Desde el malecón


Víctor Manuel Martínez.-

Me gusta la frase con que calificó a su campaña a realizar el candidato de Acción Nacional a la gubernatura del estado, Jorge Luis Preciado Rodríguez, quien señaló que será alegre y propositiva.

En verdad que sería muy bueno que las campañas, la de él y las de todos los candidatos a todos los puestos de elección popular en juego, sean, sobre todo, propositivas.

Ojalá ya no se den las campañas de desprestigio y las guerras de lodo, sino que se presenten propuestas, que se confronten las ideas y se planteen soluciones a los principales problemas que nos aquejan. Eso sería genial. Sería excelente e inédito, porque muy pocas han sido las campañas políticas que se distingan por eso.

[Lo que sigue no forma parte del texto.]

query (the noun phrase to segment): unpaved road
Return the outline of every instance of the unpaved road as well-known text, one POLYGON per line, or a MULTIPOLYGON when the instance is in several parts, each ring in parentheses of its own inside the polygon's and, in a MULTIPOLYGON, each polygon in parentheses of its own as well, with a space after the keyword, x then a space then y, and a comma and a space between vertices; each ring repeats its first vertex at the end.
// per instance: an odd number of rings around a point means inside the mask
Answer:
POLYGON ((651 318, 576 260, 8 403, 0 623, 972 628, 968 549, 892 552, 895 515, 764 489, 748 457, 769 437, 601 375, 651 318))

El descubrir pecados secretos y graves errores en este tiempo, suena a estrategia electoral, más que apuntar a una realidad. El lanzar acusaciones es una clara muestra que no se cuenta con ideas y proyectos propios sobre los cuales hablar.

Apenas estamos empezando o incluso podemos decir que ni hemos arrancado, y ya hay deseos de descalificar. Creo que en estos tiempos el que descalifica, no califica. Queremos que en vez de voltear a sus contrincantes, los candidatos nos volteen a ver a nosotros los votantes, y observen con atención nuestras necesidades y problemas, y nos ofrezcan soluciones, que nos sorprendan con proyectos que eleven nuestra calidad de vida, y que nos convenzan que votar por ellos es algo que realmente nos conviene.

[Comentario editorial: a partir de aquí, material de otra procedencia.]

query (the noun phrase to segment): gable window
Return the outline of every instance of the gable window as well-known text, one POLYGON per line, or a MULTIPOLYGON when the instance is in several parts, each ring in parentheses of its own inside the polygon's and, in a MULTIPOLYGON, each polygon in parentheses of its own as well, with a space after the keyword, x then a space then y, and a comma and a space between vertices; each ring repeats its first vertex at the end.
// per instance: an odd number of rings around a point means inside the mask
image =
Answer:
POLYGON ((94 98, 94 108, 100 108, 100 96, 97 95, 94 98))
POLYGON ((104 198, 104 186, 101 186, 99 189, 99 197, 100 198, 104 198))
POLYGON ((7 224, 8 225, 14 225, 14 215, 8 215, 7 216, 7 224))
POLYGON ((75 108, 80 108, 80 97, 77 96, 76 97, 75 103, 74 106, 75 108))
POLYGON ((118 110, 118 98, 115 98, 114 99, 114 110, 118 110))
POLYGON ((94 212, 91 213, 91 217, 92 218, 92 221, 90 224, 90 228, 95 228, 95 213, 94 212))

Habrá, desde luego, personas a las que ni siquiera les interese aunque sea un poquito escuchar el discurso de los candidatos, porque ya pertenecen de cuerpo y alma a algún instituto político, y vaya quien vaya o diga lo que diga, jamás cambiarán el sentido de su voto; pero ese tipo de personas son la excepción, y cada vez es más raro encontrar a este tipo de votantes.

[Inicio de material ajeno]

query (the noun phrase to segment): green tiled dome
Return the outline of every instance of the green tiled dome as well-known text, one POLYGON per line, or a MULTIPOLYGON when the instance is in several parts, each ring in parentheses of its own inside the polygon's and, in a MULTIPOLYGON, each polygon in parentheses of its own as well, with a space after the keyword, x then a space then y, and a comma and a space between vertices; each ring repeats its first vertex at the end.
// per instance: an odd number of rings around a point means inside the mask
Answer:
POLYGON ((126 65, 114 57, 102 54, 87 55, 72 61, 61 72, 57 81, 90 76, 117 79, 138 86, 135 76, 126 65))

La mayoría de los votantes son jóvenes, y estos quieren escuchar planteamientos que les convenzan para dar su voto.

Por eso, ojalá y que de veras las campañas políticas pudieran ser propositivas. Eso nos animará a desear escuchar un debate, porque se podrán comparar y confrontar las diferentes ideas que cada uno trae bajo el brazo. Pero si van a ser campañas sucias, ya sabremos que a esos posibles debates van a ir nomás a insultarse, y mejor preferimos entonces que no haya ningún debate.

Recordemos que la gran mayoría de los votantes no pertenece a un partido político, no tiene comprometido su voto y está a la espera de decidir en base a conocer las plataformas de cada uno de los candidatos.

El que descalifica, no califica; y al que propone, lo ponen.